5. The regional regulatory method based on power generation enterprises as described in claim 4, characterized in that, The step of generating an abnormality alarm by issuing a related alarm based on the regional power plant when an abnormality is detected includes: When an anomaly is detected in the real-time business data, an anomaly indicator is determined based on the real-time business data, and the risk level corresponding to the anomaly indicator is determined through the anomaly risk threshold. Based on the aforementioned anomaly indicators, the power plant in the abnormal area is identified using the full-stack digital intelligence platform. The risk propagation value corresponding to the abnormal indicator is calculated based on the power plant information of the power plants in the abnormal area; Anomaly alarms are generated based on the risk propagation value and the power plant in the abnormal area, and then sent to the emergency response terminal.

6. The regional regulatory method based on power generation enterprises as described in claim 5, characterized in that, The step of generating an anomaly alarm based on the risk propagation value and the power plant in the abnormal area includes: By performing a penetrating correlation analysis on the power generation enterprises using the risk propagation value, abnormally associated power plants can be identified. The risk level corresponding to the abnormal indicator is updated by the abnormal associated power plant to obtain the final risk level; Based on the abnormal power plants in the aforementioned abnormal areas, the abnormal associated power plants, and the abnormal indicators, the root causes of the abnormalities and the information related to the abnormalities were determined. Anomaly alerts are generated based on the root cause of the anomaly, the anomaly association information, and the final risk level.

7. The regional regulatory method based on power generation enterprises as described in claim 4, characterized in that, After the step of issuing anomaly warnings to regional power plants of the power generation enterprise through the regional monitoring platform, and issuing associated alarms based on the regional power plants when anomalies are detected, the method further includes: Data is extracted from the full-stack digital intelligence base through the abnormal alarm to obtain indicator operation data and abnormal handling results; The regulatory indicators and abnormal risk thresholds in the regional regulatory platform are optimized by using the operational data of the aforementioned indicators and the results of anomaly handling, resulting in an optimized regional regulatory platform.
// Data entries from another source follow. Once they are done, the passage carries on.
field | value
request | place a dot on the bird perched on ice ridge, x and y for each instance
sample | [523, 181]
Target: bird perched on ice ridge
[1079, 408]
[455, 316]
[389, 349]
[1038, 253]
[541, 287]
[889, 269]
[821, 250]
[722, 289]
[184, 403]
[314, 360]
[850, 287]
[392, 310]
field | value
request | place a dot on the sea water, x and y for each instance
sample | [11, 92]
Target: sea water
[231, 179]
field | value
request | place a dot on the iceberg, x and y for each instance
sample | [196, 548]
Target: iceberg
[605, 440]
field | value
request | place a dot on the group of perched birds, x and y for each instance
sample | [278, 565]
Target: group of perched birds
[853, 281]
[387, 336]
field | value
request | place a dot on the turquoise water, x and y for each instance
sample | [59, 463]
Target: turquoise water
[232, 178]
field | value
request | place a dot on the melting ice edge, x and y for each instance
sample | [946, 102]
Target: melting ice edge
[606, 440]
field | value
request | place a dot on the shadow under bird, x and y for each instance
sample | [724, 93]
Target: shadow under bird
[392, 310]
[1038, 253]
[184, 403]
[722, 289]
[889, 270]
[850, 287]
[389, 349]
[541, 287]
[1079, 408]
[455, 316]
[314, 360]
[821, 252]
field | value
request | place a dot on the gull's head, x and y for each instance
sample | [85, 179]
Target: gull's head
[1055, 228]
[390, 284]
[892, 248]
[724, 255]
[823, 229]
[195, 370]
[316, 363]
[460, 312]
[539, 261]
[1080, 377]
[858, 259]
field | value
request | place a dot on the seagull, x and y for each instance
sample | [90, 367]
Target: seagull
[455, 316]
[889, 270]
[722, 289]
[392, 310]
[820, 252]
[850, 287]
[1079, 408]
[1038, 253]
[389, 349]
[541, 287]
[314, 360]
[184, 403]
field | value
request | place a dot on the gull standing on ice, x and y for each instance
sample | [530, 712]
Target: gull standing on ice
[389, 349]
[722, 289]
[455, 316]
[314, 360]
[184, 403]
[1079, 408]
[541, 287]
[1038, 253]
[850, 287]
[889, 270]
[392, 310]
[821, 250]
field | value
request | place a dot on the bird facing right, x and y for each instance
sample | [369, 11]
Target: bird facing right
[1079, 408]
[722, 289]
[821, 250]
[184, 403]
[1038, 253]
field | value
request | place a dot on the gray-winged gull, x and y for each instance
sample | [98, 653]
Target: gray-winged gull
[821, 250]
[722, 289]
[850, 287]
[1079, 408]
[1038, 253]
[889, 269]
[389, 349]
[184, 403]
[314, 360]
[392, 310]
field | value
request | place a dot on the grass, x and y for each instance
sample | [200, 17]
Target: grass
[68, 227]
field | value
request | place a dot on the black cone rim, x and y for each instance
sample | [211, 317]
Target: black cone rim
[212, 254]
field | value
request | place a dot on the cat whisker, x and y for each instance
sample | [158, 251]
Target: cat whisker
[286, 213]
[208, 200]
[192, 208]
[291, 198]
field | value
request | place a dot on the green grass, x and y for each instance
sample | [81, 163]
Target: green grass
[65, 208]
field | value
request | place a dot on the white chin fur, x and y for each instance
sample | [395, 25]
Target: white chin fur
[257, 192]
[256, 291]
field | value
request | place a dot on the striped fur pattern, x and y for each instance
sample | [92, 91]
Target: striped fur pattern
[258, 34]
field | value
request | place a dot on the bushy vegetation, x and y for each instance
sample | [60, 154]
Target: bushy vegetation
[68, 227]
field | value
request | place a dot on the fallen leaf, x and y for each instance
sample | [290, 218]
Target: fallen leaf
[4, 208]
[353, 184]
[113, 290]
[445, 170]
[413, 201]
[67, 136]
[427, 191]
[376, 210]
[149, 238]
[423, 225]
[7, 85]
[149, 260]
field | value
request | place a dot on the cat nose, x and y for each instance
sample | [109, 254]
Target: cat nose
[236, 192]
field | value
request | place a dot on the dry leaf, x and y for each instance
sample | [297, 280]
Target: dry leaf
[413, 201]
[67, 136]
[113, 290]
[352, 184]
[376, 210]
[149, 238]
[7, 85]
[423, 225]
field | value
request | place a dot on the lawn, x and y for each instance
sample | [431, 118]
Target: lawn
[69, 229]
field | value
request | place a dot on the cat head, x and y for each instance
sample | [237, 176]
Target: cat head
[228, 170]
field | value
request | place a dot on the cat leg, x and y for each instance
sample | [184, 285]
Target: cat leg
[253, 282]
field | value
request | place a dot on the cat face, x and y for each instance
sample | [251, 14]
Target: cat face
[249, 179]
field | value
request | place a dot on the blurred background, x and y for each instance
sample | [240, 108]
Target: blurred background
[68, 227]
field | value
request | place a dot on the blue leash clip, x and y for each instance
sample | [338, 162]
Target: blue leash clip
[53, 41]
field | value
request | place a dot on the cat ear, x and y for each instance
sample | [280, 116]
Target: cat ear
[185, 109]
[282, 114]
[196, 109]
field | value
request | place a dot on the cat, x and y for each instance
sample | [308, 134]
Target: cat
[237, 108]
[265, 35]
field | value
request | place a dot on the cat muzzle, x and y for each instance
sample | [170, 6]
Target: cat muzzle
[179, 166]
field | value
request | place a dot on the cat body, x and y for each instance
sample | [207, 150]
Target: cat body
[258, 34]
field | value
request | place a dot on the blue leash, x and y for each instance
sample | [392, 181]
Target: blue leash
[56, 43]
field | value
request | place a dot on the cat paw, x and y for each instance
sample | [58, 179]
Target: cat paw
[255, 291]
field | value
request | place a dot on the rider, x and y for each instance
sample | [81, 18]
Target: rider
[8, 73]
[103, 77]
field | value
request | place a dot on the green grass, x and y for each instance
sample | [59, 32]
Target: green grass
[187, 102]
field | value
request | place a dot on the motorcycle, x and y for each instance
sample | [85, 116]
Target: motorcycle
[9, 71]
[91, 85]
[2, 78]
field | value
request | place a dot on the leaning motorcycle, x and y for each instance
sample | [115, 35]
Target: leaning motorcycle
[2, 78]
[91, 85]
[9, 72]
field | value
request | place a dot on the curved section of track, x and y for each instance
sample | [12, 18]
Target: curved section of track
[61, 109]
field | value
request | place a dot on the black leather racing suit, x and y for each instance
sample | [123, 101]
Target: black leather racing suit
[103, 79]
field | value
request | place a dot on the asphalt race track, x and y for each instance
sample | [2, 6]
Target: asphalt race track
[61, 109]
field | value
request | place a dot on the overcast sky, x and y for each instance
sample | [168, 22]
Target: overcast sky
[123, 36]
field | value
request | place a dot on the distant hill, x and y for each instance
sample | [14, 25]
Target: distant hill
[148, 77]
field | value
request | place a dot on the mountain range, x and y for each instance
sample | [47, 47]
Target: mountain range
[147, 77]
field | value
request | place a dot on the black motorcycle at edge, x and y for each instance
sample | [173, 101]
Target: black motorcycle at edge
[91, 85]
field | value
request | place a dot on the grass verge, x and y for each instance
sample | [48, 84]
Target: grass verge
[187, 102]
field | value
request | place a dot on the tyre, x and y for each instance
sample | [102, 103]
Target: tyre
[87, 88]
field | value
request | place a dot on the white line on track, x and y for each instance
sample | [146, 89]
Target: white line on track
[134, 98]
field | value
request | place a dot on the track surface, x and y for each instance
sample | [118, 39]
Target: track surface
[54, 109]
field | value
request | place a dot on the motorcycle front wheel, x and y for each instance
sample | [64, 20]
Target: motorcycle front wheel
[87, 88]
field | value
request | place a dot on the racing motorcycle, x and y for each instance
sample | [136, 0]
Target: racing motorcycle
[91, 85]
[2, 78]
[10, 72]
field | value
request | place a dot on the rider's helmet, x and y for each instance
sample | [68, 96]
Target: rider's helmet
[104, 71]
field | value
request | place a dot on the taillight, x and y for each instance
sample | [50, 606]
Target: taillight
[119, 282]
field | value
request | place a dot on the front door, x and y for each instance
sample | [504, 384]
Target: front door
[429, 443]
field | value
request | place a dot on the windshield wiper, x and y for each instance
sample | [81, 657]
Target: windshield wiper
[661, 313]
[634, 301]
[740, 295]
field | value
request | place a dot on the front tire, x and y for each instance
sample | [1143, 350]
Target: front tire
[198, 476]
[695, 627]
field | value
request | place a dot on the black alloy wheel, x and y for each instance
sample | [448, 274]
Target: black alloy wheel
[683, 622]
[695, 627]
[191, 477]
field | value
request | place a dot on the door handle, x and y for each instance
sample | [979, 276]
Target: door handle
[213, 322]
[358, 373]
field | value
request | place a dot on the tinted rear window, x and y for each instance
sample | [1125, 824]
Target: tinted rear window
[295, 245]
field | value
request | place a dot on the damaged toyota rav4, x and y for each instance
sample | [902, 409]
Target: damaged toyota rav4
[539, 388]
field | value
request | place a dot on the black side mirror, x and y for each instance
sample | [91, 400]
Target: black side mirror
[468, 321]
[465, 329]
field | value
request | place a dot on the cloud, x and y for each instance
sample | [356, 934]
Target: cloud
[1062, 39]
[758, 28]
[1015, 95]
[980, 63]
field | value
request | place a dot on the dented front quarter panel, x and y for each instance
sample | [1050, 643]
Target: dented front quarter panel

8. A regional monitoring device based on a power generation enterprise, characterized in that, The regional monitoring device based on power generation enterprises includes: The storage module is used to store data from all business areas of the power generation enterprise into a pre-built full-stack digital intelligence foundation; The analysis module is used to summarize and analyze the power generation enterprise through the full-stack digital intelligence base, obtain several regional business information, and construct a regional supervision platform based on the several business information; The monitoring module is used to provide early warning of anomalies to the regional power plants of the power generation enterprise through the regional monitoring platform. When an anomaly is detected in the regional power plant, an associated alarm is generated based on the regional power plant to obtain an anomaly alarm.

9. A regional monitoring device for power generation enterprises, characterized in that, The device includes: a memory, a processor, and a computer program stored in the memory and executable on the processor, the computer program being configured to implement the steps of the regional regulatory method based on a power generation enterprise as described in any one of claims 1 to 7.

10. A computer program product, characterized in that, The computer program product includes a computer program that, when executed by a processor, implements the steps of the regional regulatory method based on a power generation enterprise as described in any one of claims 1 to 7.